Microsoft: Windows 11 switches to “Unified Update Platform”

In the end, it’s all about saving data: Microsoft will switch to using the “Unified Update Platform” (UUP) for Windows 11 on March 28th. The most important feature is the reduction of the necessary volume of data that clients have to download and store on disk. In addition, from April 2023, Microsoft will publish non-security update previews for the fourth week of the month for better planning.

In a Techcommunity post, Microsoft employee Leon Braginski explains the changes coming next week. These are particularly relevant for operators of WSUS update services, for example. On March 28, Microsoft plans to make the change and re-release the March security update KB5023706 in a UUP version. As a result, the update systems have to download a 10 gigabyte chunk once.

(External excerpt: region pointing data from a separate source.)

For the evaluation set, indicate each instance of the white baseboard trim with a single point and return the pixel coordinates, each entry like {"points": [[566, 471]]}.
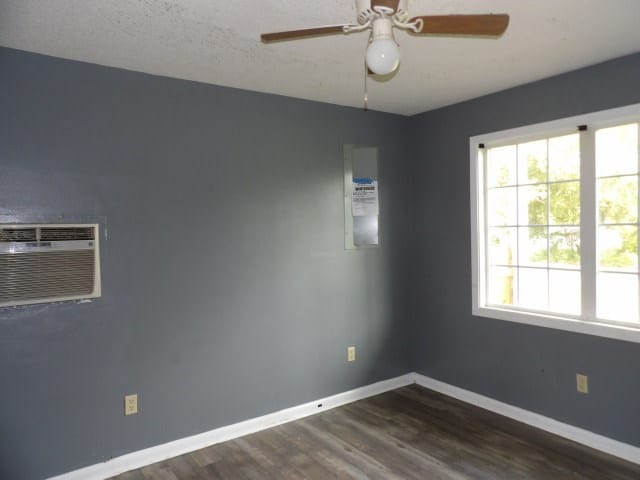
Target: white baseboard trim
{"points": [[578, 435], [141, 458], [145, 457]]}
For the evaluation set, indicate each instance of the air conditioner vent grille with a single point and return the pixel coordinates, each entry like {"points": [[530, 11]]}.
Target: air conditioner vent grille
{"points": [[48, 263], [18, 235], [35, 275], [54, 234]]}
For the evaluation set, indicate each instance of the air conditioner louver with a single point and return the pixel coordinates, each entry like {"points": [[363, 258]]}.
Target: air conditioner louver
{"points": [[46, 263]]}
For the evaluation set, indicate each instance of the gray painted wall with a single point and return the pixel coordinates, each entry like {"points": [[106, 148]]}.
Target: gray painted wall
{"points": [[530, 367], [227, 291]]}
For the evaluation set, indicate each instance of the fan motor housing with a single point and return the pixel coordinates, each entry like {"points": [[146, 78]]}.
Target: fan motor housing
{"points": [[368, 13]]}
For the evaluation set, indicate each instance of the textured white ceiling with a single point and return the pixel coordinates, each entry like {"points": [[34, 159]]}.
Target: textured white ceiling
{"points": [[216, 41]]}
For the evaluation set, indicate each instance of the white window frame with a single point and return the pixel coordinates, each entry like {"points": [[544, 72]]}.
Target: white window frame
{"points": [[586, 323]]}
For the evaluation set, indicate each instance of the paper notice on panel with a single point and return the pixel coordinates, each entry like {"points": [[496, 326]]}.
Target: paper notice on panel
{"points": [[364, 198]]}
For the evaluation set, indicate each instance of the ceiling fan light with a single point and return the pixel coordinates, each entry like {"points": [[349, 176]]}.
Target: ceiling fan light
{"points": [[383, 56]]}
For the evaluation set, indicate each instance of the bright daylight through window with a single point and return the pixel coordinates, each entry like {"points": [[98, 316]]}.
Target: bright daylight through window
{"points": [[555, 224]]}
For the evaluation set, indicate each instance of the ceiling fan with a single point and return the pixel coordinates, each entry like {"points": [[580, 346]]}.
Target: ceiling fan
{"points": [[381, 16]]}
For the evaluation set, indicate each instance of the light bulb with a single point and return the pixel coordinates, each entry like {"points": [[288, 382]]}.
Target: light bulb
{"points": [[383, 56]]}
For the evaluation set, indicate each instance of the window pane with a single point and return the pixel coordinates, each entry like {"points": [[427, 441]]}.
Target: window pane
{"points": [[501, 289], [532, 162], [502, 206], [618, 199], [564, 247], [532, 288], [564, 292], [502, 246], [564, 205], [617, 150], [564, 157], [533, 246], [617, 297], [618, 248], [532, 205], [501, 166]]}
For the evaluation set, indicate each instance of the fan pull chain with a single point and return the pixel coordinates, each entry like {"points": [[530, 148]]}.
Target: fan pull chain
{"points": [[366, 95]]}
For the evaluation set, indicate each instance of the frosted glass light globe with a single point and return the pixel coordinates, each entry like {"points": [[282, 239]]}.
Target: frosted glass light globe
{"points": [[383, 56]]}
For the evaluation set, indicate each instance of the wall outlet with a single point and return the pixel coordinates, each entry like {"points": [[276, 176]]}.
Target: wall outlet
{"points": [[131, 404], [351, 354], [582, 383]]}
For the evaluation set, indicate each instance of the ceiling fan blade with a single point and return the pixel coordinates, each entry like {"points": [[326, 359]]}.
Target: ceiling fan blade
{"points": [[306, 32], [390, 4], [492, 24]]}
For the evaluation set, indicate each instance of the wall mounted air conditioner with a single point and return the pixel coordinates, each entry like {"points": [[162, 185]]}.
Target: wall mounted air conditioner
{"points": [[48, 263]]}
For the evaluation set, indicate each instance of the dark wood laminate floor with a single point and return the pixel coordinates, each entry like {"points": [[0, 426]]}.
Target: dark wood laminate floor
{"points": [[409, 433]]}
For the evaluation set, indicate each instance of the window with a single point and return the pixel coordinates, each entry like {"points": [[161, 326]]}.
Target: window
{"points": [[555, 224]]}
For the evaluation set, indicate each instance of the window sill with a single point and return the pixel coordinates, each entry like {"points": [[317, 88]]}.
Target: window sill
{"points": [[617, 332]]}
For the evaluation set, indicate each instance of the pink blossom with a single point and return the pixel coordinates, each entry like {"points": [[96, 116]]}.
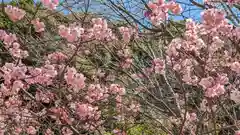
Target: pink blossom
{"points": [[31, 130], [49, 132], [57, 57], [67, 131], [50, 4], [74, 79], [117, 89], [237, 132], [235, 66], [213, 17], [71, 33], [159, 65], [38, 26], [175, 8], [214, 86], [96, 93], [87, 111], [14, 13], [100, 30]]}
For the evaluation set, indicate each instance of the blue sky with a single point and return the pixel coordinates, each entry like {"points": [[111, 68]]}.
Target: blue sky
{"points": [[95, 6]]}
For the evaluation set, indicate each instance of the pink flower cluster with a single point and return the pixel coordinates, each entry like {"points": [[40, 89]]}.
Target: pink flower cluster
{"points": [[71, 33], [127, 33], [159, 10], [218, 1], [100, 30], [126, 58], [214, 86], [10, 42], [57, 57], [96, 93], [74, 80], [15, 14], [38, 26], [50, 4], [158, 65]]}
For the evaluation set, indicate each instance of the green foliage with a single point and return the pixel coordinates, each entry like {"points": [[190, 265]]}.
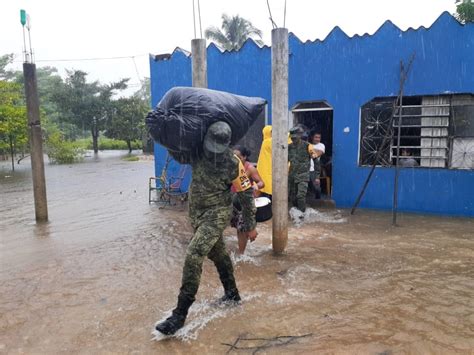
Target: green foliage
{"points": [[13, 121], [235, 31], [61, 151], [86, 105], [108, 144], [465, 11], [127, 123]]}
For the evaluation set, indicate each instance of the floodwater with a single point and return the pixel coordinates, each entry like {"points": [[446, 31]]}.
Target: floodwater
{"points": [[107, 266]]}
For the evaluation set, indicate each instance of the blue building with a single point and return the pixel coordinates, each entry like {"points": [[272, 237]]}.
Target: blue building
{"points": [[345, 87]]}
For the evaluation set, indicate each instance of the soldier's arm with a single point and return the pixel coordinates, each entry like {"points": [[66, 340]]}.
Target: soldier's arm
{"points": [[248, 210]]}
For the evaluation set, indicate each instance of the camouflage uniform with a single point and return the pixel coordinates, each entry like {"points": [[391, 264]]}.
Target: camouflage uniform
{"points": [[298, 177], [210, 210]]}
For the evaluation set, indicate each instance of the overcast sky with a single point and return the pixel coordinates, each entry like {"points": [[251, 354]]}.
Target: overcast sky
{"points": [[70, 29]]}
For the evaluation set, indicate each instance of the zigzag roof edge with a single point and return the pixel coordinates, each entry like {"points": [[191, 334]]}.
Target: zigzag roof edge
{"points": [[336, 29]]}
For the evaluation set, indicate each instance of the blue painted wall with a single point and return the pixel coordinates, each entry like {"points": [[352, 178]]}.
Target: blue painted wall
{"points": [[348, 72]]}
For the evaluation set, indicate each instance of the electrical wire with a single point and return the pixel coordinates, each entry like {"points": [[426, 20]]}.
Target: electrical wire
{"points": [[199, 12], [271, 18], [87, 59], [194, 19]]}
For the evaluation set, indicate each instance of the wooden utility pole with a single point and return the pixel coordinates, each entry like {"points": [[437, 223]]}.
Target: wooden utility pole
{"points": [[280, 138], [199, 59], [36, 142]]}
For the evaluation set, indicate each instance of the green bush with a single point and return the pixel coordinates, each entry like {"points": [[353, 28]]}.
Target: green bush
{"points": [[108, 144], [62, 152]]}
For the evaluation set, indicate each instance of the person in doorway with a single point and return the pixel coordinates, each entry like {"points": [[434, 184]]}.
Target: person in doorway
{"points": [[299, 155], [210, 208], [241, 216], [406, 160], [315, 164], [264, 163]]}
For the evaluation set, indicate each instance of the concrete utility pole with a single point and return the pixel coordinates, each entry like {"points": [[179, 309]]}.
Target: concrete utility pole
{"points": [[199, 57], [280, 138], [36, 142]]}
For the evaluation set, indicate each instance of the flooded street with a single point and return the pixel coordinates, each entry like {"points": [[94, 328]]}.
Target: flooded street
{"points": [[108, 265]]}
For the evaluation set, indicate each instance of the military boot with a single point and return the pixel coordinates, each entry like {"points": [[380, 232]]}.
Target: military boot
{"points": [[230, 296], [177, 318], [226, 275]]}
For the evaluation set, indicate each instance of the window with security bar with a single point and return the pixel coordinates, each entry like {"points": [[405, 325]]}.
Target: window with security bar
{"points": [[428, 131]]}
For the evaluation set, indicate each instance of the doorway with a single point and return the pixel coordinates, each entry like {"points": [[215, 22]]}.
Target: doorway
{"points": [[317, 116]]}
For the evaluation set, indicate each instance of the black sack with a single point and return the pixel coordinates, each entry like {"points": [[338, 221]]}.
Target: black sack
{"points": [[181, 119]]}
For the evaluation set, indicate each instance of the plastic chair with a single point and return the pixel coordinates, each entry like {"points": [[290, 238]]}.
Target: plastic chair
{"points": [[168, 188]]}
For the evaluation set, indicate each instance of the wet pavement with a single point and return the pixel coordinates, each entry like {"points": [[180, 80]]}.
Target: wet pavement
{"points": [[107, 266]]}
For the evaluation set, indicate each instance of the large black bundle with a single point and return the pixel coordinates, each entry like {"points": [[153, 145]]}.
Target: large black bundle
{"points": [[180, 120]]}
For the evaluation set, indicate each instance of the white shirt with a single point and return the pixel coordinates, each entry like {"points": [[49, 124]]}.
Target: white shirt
{"points": [[322, 148]]}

If the WSUS option “Sync on schedule” is active, admins don’t have to do anything else. The UUP update will be released in the “Windows 11” product category of WSUS and Microsoft Configuration Manager, like previous updates, Braginski explains. The update is marked as a new update, but only includes the fixes from the package previously distributed on March 14 – this will be replaced, the KB number remains the same. It will therefore not be distributed to clients who have already installed the March update.

Braginski also lists the advantages that Microsoft sees in the UUP updates: Up to 30 percent smaller client downloads for the monthly quality updates as well as cumulative updates with function updates, which means that only a reboot is required to bring Windows up to date to bring count. In addition, UUP brings the seamless preservation of the installed language packs and optional features-on-demand (FoD) for function updates, as well as reduced download sizes on the clients – they no longer download all potentially installed apps, but are limited to the actually installed ones.

Finally, the UUP updates are cumulative updates that still come with differential updates that allow updating only parts from the update bundle. Future WSUS download sizes therefore remain as large as before, with the exception of the one-time outlier, but the endpoints download significantly less data – local networks are relieved and less memory space is occupied on the clients. Microsoft has been testing and introducing the “Unified Update Platform” under Windows 10 since 2017. The use under Windows 11 is therefore only consistent.

Meanwhile, Microsoft employee Chris Morrissey explains in another Techcommunity article that the optional update previews – also known as quality updates or C and D updates – will appear at the end of April 2023 in the fourth week of the month. This should improve planning and is optimally located between the past and upcoming security update for the so-called Patch Tuesday on every second Tuesday of the month.

However, unplanned updates can still occur if a problem or vulnerability is identified and a bug fix needs to be published quickly. These updates will be cumulative in the future, containing the latest security updates and the new correction. As an insert there is the information that from the end of March 2023 only Windows 10 22H2 and Windows 11 21H2 and 22H2 will be the currently supported versions for the optional update previews.